Iranian religious educator (1889–1976)

Qudsiyyih Khanum Ashraf (قدسیه خانم اشرف; 22 November 1889 – 16 April 1976), also known as Qodṣiya Maryam Ašraf or Ghodsia Ashraf Khanum, was an Iranian religious educator; she is considered one of the first Iranian women to be educated in the United States.

== Early life ==
Qudsiyyih Ashraf was born in Majidabad, near Tehran, the daughter of Mirza Fazl'ullah Khan and Ṣafiya-Monavvar Khānom. Her father was a surveyor. She attended the American School for Girls in Tehran. In 1911, she traveled to the United States, in the care of an American Bahá'i, lawyer Louis G. Gregory, for the last leg of the journey (England to New York).
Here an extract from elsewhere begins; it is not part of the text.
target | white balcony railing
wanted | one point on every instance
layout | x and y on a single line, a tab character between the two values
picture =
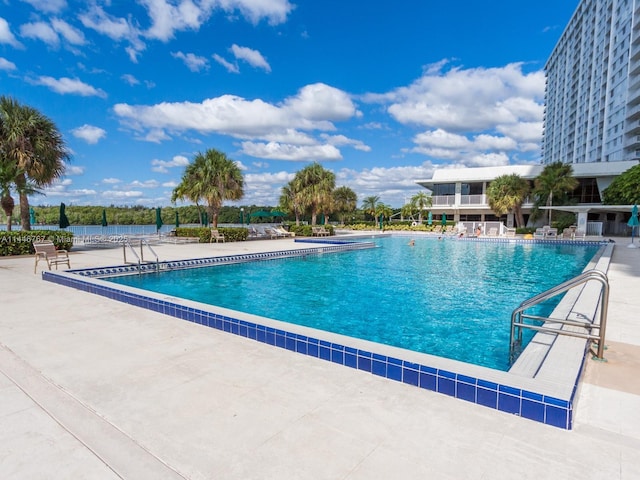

Ashraf attended the Lewis Institute in Chicago, the first woman from Iran to hold a scholarship from the American Bahá'i community, through the Persian-American Educational Society. She earned a bachelor's degree at Boston University in 1917, and also completed a first aid certificate from the American Red Cross in Boston that year. She earned a master's degree at Teachers College, Columbia University in 1918. She returned to Iran in 1919. She often gave lectures and interviews during her student years in the United States, always emphasizing her love of learning and her optimism about Persian women's futures: "It gives me joy to think of the freedom which is coming to the women of my country through the granting of a constitution," she informed a Pittsburgh reporter in 1911.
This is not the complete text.